Den Berichten von Zeitzeugen wie etwa Victor Klemperer folgend, stand ein Großteil der Bevölkerung noch hinter dem Naziregime. … Selbstverständlich ist es zu betrauern, dass den Luftangriffe auch Unschuldige zum Opfer fielen.

Das sind dann wohl die Kollateralschäden der offenbar als legitim angesehenen Tötung von Zivilisten, die noch hinter dem Naziregime standen. Die Alliierten sahen das freilich anders. Sie stellten die bei der Entnazifizierung als Mitläufer und Sympathisanten Eingeschätzten nicht an die Wand. Was auch für ihr Vorhaben, in Deutschland wieder rechtsstaatliche Zustände zu errichten, kontrapoduktiv gewesen wäre. Denn zu einem Rechtsstaat gehört wesentlich, dass nur die Tat und nicht die Gesinnung abgeurteilt wird. Es ist typisch für Extremisten, dass sie diesen wesentlichen rechtsstaatlichen Grundsatz missachten, ja, ihn vielleicht noch nicht einmal begreifen.  Es zeigt sich eine totalitäre Grundeinstellung, denn totalitäre Regime unterhalten immer Gesinnungsjustiz.

Ob Anne Helm den Kern des Problems überhaupt begriffen hat? Der nämlich ist das inwzischen verbotene und zudem militärisch sinnlose Flächenbombardement ziviler Wohngebiete. Und nur um das geht es. Es geht nicht um die an den nächsten Tagen erfolgten Angriffe auf militärische Ziele in Dresden, es geht auch nicht um Bombenangriffe überhaupt. Auch nicht um Nazi-Aufmärsche, Geschichtsrevisionismus, das Verhalten der Stadt Dresden mit Blick auf aktuelle Feierlichkeiten und Demonstrationen und erst recht nicht um die von keinem vernünftigen Menschen bestrittene Tatsache, dass der II. Weltkrieg in Europa durch einen deutschen Angriffskrieg ausgelöst wurde. Es geht um die Trauer um die Opfer dieses Flächenbombardements, nicht zu vergessen die Zerstörung von Weltkulturerbe und alles andere sind nur versuchte Ablenkungsmanöver, mit denen man sich um die entscheidende Frage herum mogeln will: wie will Anna Helm vor allem vor den Bürgern Dresdens verantworten, dass sie dies alles mit einem Dank an Bomber Harris mit Füßen tritt? Und das nicht als Mitglied von Femen, denn sie ist kein Mitglied von Femen und es war auch keine Aktion von Femen, sondern als Mitglied einer Partei, die aufgrund vorheriger Wahlergebnisse auch mit Geldern Dresdner Bürger finanziert wird?

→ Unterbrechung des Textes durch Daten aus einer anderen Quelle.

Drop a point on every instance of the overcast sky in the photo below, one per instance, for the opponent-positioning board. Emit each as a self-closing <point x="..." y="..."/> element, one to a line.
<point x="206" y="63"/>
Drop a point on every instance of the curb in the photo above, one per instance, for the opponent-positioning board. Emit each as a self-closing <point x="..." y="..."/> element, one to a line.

Mit dem gleichen Derailing mogelt sich aber auch der Bundesvorstand der Piratenpartei um eine klare Stellungnahme herum. Die Aktion dieser beiden Parteimitglieder habe man „teilweise als Verhöhnung der zivilen Opfer der Bombenangriffe verstanden“ Ja, konnte man sie denn anders verstehen? Wobei an die nun wirklich sinnlose Zerstörung der architektonischen Kunstwerke, über die man sich genau so im Ausland empörte und die – trotz weitgehendem Wiederaufbau – auch alle heute dort lebenden Bürger betrifft, überhaupt nicht gedacht wurde. Die Zerstörung von Weltkulturerbe ist nämlich etwas, was alle halbwegs kunstsinnigen Menschen zutiefst schmerzt, ob es sich um Fresken in Afghanistan, die Umajjadenmoschee in Damaskus, die Bibliothek in Timbuktu oder eben Kathedralen in Dresden handelt. Die Achtlosigkeit Kulturgütern gegenüber, die daraus spricht, ist schon sehr bedenklich.

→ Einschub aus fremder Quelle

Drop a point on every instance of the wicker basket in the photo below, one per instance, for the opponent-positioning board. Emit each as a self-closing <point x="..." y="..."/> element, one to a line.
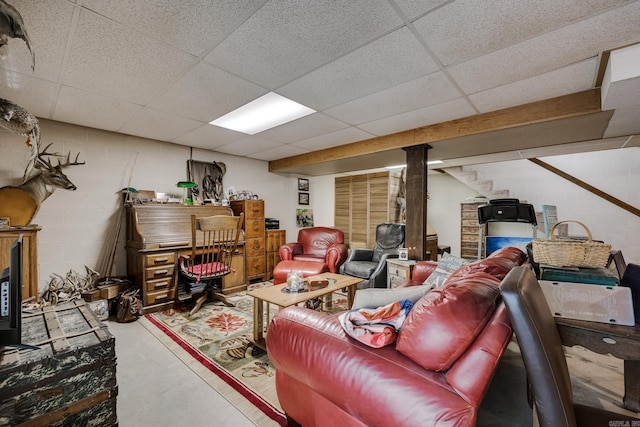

Wir identifizieren uns nicht damit und heißen sie auch nicht gut“ erklärt der Bundesvorstand. Doch zu geforderten Konsequenzen mag er sich nicht durch ringen. Statt dessen eben – Derailing: aus der Täterin Anne Helm macht er flugs das arme Opfer, dem er beistehen muss, sozusagen ein caritativer Akt. Massive Anfeindungen bis hin zu Gewaltandrohungen aus dem rechten Spektrum habe es gegeben – als wenn es für diese Aktion nicht breite Ablehnung und entsprechende Anfeindung aus der gesamten demokratischen Bürgerschaft bis hin zur nicht extremistischen Linken gäbe! Und mit derlei Anfeindungen muss man nun mal rechnen, wenn man eine solche Aktion macht, wenn man kein Stroh im Kopf hat. So, wie auch Ali Utlu mit Anfeindungen und Bedrohungen rechnen musste, als er sich öffentlich gegen Beschneidung aussprach; was er auch getan hat, ohne großes Gewese darum zu machen. Wer kontrovers Stellung bezieht, muss nun mal in Kauf nehmen, sich Feinde zu machen, alles andere ist kindisch.

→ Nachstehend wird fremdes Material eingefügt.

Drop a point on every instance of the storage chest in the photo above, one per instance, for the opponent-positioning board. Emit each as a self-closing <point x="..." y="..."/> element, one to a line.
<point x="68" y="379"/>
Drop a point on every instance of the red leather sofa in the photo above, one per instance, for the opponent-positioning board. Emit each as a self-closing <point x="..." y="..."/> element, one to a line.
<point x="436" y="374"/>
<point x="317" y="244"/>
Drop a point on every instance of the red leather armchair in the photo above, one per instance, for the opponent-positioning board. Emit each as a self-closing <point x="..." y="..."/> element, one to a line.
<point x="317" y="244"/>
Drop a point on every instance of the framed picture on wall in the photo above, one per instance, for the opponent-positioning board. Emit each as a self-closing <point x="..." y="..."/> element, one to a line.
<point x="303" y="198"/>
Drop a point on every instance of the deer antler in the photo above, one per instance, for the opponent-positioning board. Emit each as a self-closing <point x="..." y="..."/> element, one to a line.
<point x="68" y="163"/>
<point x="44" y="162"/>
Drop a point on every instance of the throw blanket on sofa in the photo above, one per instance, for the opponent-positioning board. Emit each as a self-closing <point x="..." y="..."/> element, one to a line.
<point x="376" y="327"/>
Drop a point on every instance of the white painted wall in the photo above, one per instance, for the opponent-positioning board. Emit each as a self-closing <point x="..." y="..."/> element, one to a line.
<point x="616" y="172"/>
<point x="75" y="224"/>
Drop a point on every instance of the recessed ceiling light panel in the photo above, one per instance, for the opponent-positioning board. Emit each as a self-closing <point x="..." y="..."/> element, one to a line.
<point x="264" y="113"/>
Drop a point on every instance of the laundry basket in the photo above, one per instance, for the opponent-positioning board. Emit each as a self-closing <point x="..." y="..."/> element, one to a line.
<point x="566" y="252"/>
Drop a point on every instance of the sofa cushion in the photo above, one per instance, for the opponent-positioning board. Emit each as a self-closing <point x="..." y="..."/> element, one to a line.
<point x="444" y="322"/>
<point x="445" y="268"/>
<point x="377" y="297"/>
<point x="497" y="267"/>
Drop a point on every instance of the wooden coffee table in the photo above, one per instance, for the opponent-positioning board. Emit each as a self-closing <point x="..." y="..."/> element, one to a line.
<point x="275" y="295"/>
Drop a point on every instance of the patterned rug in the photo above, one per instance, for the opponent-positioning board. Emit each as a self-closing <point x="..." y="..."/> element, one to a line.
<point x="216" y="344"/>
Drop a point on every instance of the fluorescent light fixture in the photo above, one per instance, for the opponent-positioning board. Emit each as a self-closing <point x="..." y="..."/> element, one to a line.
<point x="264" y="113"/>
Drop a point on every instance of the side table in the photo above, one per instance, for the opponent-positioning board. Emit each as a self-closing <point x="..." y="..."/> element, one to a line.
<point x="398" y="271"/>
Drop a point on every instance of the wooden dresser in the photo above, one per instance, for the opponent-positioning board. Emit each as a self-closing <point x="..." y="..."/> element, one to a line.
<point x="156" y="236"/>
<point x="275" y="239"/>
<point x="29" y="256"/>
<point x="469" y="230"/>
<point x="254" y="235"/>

Selbstverständlich rechtfertigt das keinerlei Gewalttaten. Aber Mut und Tapferkeit gehören nun mal zur Politik dazu – und wer die nicht zeigt, wird auch nicht respektiert. Der Bundesvorstand der Piratenpartei zeigt sie nicht. Weswegen ihm nicht nur die potentiellen Wähler, sondern auch die restlichen mutigen und tapferen Piraten davon laufen.

Wer bleibt?
Das Leittier der Antideutschen in der Piratenpartei: Oliver Höfinghoff, Abgeordneter in Berlin.
Der twitterte eben: Solidarität mit Seeroiber Jenny ist wichtiger als Deutschland!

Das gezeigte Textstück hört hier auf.